And the second is, could you give us guidance on new funded accounts in 2024 as well as the breakdown of each region and business development strategy. Any new markets you will enter this year?

J
John Zeng
executive

[Foreign Language]. [Interpreted] So the non-GAAP bottom line decreased in the fourth quarter versus the third quarter, there are several factors. So first 1 is for -- our total revenue is flat quarter-over-quarter. But we incur more interest expense during the fourth quarter due to the rate hike cycle.

So the total net revenue decreased $4 million quarter-over-quarter. The second factor is that in the fourth quarter, there are more costs will hit the book, such as professional service fees, so which resulting a $3 million jump in the cost. The third reason is for the foreign exchange losses. So in the first quarter, the U.S. dollar depreciated against RMB and [indiscernible] dollar. So we incurred a noncash $7 million in foreign exchange losses in the fourth quarter versus a $2 million gain in the third quarter.

So combining those 2 factors, so it led to a noncash decrease of our liability on a sequential basis. And in terms of run rate, we have seen an increase in trading activities during the first 2 months of this year. And we also saw very strong client net asset inflow.
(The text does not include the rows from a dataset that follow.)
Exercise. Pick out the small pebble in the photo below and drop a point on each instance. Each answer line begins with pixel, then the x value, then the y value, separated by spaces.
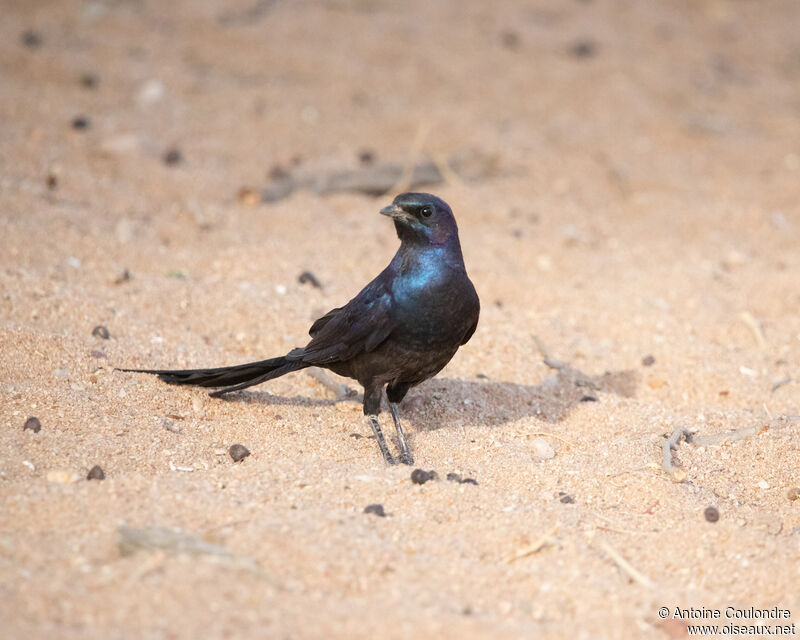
pixel 170 425
pixel 583 49
pixel 89 81
pixel 420 476
pixel 238 452
pixel 31 39
pixel 101 332
pixel 366 156
pixel 96 473
pixel 310 278
pixel 541 449
pixel 80 123
pixel 375 509
pixel 278 172
pixel 711 514
pixel 172 157
pixel 510 40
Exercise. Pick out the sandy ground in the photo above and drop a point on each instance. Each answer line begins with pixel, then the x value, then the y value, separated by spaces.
pixel 638 196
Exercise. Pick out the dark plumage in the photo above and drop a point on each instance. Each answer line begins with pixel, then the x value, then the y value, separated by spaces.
pixel 400 330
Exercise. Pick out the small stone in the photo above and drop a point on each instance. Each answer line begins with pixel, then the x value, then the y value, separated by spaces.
pixel 238 452
pixel 31 39
pixel 711 514
pixel 172 157
pixel 366 156
pixel 310 278
pixel 583 49
pixel 62 477
pixel 420 476
pixel 541 449
pixel 170 425
pixel 80 123
pixel 375 509
pixel 89 81
pixel 101 332
pixel 96 473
So given the foreign exchange rate was relatively stable in the first quarter, we expect the profitability in the first quarter will be much better in the fourth quarter. Thanks.

T
Tianhua Wu
executive

[Foreign Language]. [Interpreted] I'll translate after the second question. In 2024, our target is to add 150,000 new fleet accounts. About 60% will come from Singapore and Southeast Asia. Australia, New Zealand market and the United States accounts for 15% each, and Hong Kong market accounts for 10%. This regional breakdown is quite similar to our actual results in 2023 and will adjust the input based on market opportunity and ROI of each region.

And of course, with the target increase from [ 100,000 ] in 2023 to 250,000 in 2024, we would expect the incremental few number to increase from each market accordingly. We believe that the market we have already entered have tremendous potential. Taking Singapore, for example, where Tiger Broker already has relatively high market share. However, there's still significant room for growth. This can be seen from the number and quality of our newly acquired clients in Singapore in the fourth quarter.
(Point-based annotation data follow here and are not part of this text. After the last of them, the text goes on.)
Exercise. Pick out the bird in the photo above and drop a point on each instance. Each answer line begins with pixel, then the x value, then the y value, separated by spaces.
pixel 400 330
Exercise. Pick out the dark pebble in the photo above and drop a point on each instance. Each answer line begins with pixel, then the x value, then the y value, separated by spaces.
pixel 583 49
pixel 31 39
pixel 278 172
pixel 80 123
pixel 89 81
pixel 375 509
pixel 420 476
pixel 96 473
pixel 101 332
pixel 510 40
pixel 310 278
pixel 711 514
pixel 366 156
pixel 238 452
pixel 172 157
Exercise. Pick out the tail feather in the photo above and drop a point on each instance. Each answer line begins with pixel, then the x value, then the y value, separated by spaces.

In markets like Australia, New Zealand and Hong Kong, we have even more room to improve and expand. So in 2024, our focus will remain on the markets they've already entered by optimizing the efficiency of our R&D resources, introducing more product features including virtual asset trading to enhance our ARPU and profitability.
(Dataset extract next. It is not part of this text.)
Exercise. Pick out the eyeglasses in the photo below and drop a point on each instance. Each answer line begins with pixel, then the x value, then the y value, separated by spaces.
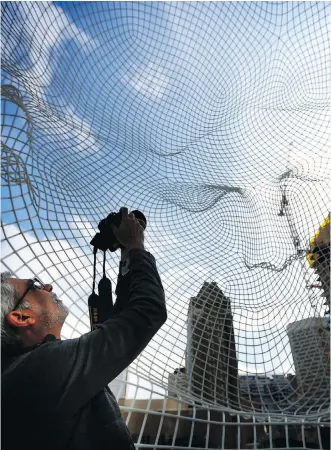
pixel 34 283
Additionally, we will also look opportunities to enter new markets based on market conditions. Thank you.

Operator, let's move on to the next question. Thank you.

Operator

Our next question comes from the line of Judy Zhang from Citi.

J
Judy Zhang
analyst

[Foreign Language]. I have 2 questions. The first question is regarding the commission and the turnover. We saw the customer AUM has increased significantly in the fourth quarter, but the commission turnover didn't improve that much. what's the underlying reason behind?

And second question is regarding the new funded customer. So the new paying customer has increased a lot Q-on-Q, but the CAC reached to the record low level. Can management share with us what's the -- give us some color on the company's new customer acquisition strategy?

T
Tianhua Wu
executive

[Foreign Language]. [Interpreted] Okay, for the first question. At the end of the fourth quarter, total client assets increased by 62% compared to the previous quarter and more than doubled compared to the end of last year to $30.6 billion. There are a few factors contributing to this growth. Firstly, the rise in asset index and high NIMs in the fourth quarter led to a mark-to-market gain of USD 3.5 billion, our total client asset.

This means that even without considering that asset inflow, our total client assets would have seen an increase of around 15% compared to the previous quarter. Additionally, apart from focusing on the retail market, we have been serving a large number of institutional investors through efforts such as ESOP and investment banking. In the fourth quarter, this efforts gained more trust and recognition from global investors, who transferred their position to our platform, this significantly contributed to the total of $8.2 billion net asset inflow in the fourth quarter.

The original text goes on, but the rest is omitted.